L'industrie est par nature intensive en capital. Un fabricant engage de la trésorerie bien avant qu'elle ne revienne : dans les matières premières et les stocks, dans les équipements de l'usine et dans les créances clients qui restent ouvertes après l'expédition d'un produit. À chacun de ces stades, le capital peut cesser de travailler, qu'il s'agisse de produits finis non vendus, d'une facture client impayée ou d'un équipement fonctionnant en deçà de son rendement attendu. Libérer ce capital et le maintenir en mouvement, c'est là que la marge se gagne ou se perd.

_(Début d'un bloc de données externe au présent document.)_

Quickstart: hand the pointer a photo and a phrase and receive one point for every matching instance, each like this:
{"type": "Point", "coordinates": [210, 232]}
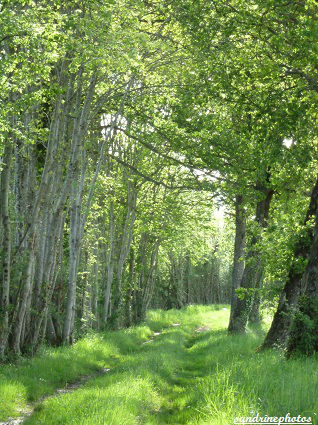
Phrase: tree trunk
{"type": "Point", "coordinates": [239, 249]}
{"type": "Point", "coordinates": [6, 249]}
{"type": "Point", "coordinates": [252, 271]}
{"type": "Point", "coordinates": [279, 330]}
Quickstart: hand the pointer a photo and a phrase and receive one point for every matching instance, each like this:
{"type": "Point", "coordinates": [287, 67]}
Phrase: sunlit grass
{"type": "Point", "coordinates": [180, 377]}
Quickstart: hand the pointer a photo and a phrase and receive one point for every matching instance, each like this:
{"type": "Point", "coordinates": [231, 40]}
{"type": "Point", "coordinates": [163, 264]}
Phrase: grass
{"type": "Point", "coordinates": [180, 377]}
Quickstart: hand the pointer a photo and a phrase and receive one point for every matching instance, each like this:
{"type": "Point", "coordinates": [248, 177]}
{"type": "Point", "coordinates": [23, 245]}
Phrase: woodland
{"type": "Point", "coordinates": [157, 154]}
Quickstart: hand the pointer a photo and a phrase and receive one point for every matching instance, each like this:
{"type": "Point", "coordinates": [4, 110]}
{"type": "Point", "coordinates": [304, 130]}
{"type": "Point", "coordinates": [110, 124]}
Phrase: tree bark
{"type": "Point", "coordinates": [239, 250]}
{"type": "Point", "coordinates": [6, 249]}
{"type": "Point", "coordinates": [280, 327]}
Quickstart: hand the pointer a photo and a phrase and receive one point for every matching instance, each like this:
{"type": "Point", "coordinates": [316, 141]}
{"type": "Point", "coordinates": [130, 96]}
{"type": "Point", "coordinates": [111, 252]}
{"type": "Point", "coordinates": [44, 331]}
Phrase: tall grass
{"type": "Point", "coordinates": [180, 377]}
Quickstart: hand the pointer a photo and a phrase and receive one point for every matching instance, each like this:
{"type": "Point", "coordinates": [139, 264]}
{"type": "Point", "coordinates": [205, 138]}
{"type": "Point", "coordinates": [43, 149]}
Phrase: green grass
{"type": "Point", "coordinates": [181, 377]}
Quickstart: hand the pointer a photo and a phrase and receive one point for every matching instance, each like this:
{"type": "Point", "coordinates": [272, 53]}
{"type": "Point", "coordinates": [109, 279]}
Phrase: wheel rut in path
{"type": "Point", "coordinates": [29, 409]}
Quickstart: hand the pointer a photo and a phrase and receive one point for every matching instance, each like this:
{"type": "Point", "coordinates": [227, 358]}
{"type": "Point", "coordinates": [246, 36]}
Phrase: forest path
{"type": "Point", "coordinates": [179, 367]}
{"type": "Point", "coordinates": [28, 410]}
{"type": "Point", "coordinates": [165, 359]}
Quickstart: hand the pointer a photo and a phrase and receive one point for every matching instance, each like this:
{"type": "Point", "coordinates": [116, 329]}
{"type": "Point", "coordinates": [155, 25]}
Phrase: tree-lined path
{"type": "Point", "coordinates": [189, 372]}
{"type": "Point", "coordinates": [156, 155]}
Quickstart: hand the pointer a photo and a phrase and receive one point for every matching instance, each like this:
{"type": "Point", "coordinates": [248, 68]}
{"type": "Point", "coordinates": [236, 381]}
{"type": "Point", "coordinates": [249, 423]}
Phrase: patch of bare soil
{"type": "Point", "coordinates": [29, 409]}
{"type": "Point", "coordinates": [203, 329]}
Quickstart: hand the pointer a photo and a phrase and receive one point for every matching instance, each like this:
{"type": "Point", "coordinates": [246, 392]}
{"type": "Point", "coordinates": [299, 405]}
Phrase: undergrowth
{"type": "Point", "coordinates": [178, 377]}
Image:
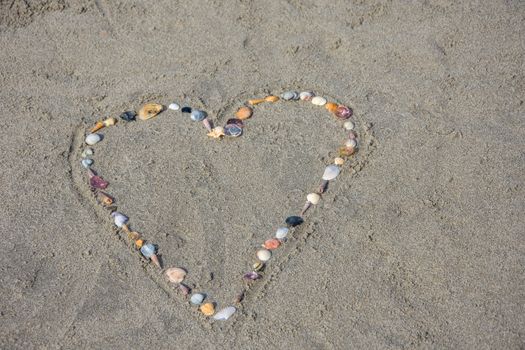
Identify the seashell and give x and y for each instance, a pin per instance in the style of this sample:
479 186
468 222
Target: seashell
184 289
351 143
148 250
272 244
175 274
258 266
105 198
198 115
244 113
216 132
346 151
348 125
232 130
207 309
225 313
290 95
313 198
256 101
150 110
319 101
174 107
306 95
271 98
87 162
339 161
119 218
235 121
197 298
293 221
343 112
252 276
264 255
87 152
331 172
92 139
282 232
128 116
331 107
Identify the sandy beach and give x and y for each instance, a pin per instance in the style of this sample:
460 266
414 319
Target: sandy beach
418 243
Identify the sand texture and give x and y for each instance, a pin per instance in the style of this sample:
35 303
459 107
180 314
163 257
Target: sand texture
421 245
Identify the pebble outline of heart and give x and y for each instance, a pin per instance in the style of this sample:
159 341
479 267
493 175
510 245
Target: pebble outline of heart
76 139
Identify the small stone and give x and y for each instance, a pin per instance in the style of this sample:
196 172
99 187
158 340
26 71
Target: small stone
197 298
293 221
92 139
225 314
87 162
174 107
264 255
198 115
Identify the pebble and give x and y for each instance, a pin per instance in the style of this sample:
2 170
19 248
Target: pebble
207 309
128 116
343 112
232 130
264 255
348 125
197 115
197 298
225 313
150 110
93 139
306 95
244 113
119 218
148 250
294 221
174 106
176 274
281 233
272 244
87 162
87 152
331 172
319 101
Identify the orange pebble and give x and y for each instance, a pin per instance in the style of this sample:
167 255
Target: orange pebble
271 98
332 107
256 101
244 113
272 244
208 309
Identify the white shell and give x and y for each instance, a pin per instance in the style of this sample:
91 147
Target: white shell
305 95
92 139
313 198
225 313
331 172
351 143
264 255
120 219
281 232
348 125
319 101
197 298
174 107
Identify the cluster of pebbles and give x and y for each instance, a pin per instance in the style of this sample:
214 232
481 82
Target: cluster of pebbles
234 127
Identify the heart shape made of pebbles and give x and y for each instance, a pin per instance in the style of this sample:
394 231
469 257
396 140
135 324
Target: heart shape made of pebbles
178 279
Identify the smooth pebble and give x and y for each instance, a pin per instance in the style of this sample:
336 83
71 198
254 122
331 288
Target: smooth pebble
92 139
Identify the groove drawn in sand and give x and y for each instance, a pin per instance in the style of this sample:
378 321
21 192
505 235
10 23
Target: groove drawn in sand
295 245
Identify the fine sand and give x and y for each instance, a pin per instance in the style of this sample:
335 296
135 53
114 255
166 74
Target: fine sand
419 243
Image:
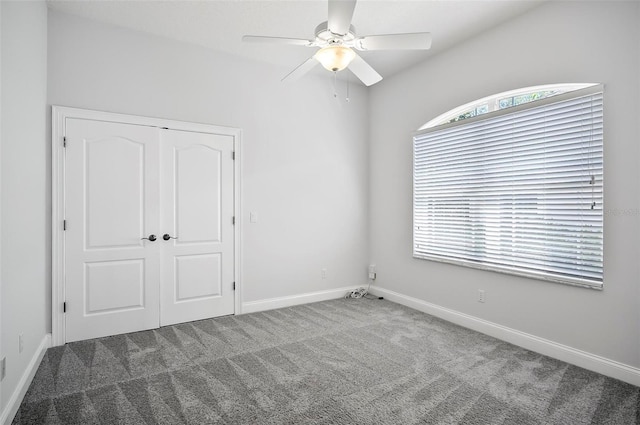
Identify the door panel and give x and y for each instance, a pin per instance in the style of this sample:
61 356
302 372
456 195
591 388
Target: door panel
114 205
112 198
197 183
124 182
197 208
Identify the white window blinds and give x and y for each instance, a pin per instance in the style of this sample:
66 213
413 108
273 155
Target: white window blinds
518 190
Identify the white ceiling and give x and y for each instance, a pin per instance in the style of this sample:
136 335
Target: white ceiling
220 25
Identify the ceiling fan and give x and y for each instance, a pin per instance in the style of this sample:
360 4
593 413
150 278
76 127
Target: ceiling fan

La tâche n'a fait que se compliquer à mesure que les chaînes d'approvisionnement deviennent plus volatiles, que les coûts grimpent et que la demande évolue plus vite que les prévisions. C'est l'environnement dans lequel évoluent les fabricants, et leurs départements financiers sont la constante à travers tout cela, aidant l'entreprise à comprendre et à agir face à une complexité croissante.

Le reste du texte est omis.